Accomplished outdoorsman Wolf Bauer remembered

Champion skier, mountaineer, kayaker and conservationist achieved greatness in his 104 years.

By Courtney Oldwyn

Special to the Journal

Wolf Bauer, acclaimed outdoorsman, passed away Jan. 23, just four weeks shy of his 104th birthday.

Born in 1912 in Bavaria, Germany, the avid skier, mountaineer and conservationist began skiing as a schoolboy in the Bavarian Alps. When his family immigrated to Seattle in 1925 he joined the Mountaineers and began skiing competitively. He was part of a team win of the club’s first ever Patrol Race in 1936 with a record time that has still never been beaten.

In 1936 he began a career in engineering with the Roche Harbor Lime and Cement Co. After pioneering the sport of kayaking he eventually changed careers, into what he called “geo-hydraulics”: the study of water and its affect on the coast line. Bauer is credited with inventing what is now the modern, fiberglass kayak.

He worked, skied, climbed and kayaked throughout the Northwest, becoming an avid conservationist and creating the Washington Environmental Council. In 1969 he wrote the “Natural Shorelines Act” which later became part of the Shorelines Management Act of 1971. Eventually this led him to another new career as the Northwest’s leading shore resource consultant.

His achievements in mountaineering included numerous first ascents, notably the Ptarmigan Ridge on the north face of Mount Rainier. He developed and taught the first mountaineers climbing course and led groups on many other first ascents. In 1948 he founded the Mountain Rescue and Safety Council.

Bauer was honored by the Washington State House of Representatives for his life long achievements, commitments and dedication to outdoor education and safety, as well as his steadfast commitment to the preservation of Washington rivers and shorelines in 2010.

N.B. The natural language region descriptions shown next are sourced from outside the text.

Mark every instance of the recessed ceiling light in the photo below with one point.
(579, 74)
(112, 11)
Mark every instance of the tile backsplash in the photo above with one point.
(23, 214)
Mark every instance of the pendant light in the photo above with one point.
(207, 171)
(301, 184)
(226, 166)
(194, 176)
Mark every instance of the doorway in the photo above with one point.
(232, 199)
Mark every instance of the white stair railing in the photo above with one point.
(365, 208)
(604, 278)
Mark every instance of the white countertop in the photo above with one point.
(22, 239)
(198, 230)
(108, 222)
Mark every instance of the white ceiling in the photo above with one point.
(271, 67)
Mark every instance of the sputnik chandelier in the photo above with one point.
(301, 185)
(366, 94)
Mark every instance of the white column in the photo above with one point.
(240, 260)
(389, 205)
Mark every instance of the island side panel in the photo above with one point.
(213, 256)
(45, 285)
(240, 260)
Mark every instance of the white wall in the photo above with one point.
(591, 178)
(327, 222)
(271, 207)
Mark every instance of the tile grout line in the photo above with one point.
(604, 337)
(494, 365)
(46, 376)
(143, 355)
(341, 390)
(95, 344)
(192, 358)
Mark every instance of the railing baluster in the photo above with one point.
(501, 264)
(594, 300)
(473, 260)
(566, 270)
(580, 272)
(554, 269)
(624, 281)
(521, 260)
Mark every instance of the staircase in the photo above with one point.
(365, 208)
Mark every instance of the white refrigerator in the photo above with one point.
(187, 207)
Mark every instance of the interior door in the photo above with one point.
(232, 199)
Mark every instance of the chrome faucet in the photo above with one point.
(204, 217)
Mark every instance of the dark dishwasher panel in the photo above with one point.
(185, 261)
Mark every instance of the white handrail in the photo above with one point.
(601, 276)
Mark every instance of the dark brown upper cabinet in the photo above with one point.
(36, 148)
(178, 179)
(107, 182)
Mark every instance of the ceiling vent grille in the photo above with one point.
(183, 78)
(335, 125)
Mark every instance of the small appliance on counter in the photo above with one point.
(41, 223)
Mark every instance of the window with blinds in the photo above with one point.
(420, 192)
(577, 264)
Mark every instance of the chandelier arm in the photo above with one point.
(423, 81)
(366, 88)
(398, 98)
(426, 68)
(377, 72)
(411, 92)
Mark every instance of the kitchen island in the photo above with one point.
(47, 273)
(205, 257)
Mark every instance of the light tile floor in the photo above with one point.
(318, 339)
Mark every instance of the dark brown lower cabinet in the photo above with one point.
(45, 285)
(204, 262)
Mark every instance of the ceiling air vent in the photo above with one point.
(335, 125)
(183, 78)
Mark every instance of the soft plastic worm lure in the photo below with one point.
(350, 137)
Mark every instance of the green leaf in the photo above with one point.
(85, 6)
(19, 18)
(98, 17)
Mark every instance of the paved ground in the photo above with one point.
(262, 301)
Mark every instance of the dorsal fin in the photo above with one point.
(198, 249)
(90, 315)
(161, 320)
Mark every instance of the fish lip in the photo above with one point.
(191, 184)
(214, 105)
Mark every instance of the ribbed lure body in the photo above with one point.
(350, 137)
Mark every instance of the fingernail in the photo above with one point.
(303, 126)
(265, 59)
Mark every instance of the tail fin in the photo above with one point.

Thanks to Bauer’s achievements in mountaineering, future climbers were able to achieve greatness. “When I stood on the summit of Mount Everest, I was standing on the shoulders of men like Wolf Bauer.” said Jim Whittaker, the first American to climb Mount Everest in a quote from a Northwest Mountaineering Journal story about Bauer’s life by Lowell Skoog. “He was…an example of a wonderful life lived in the outdoors.”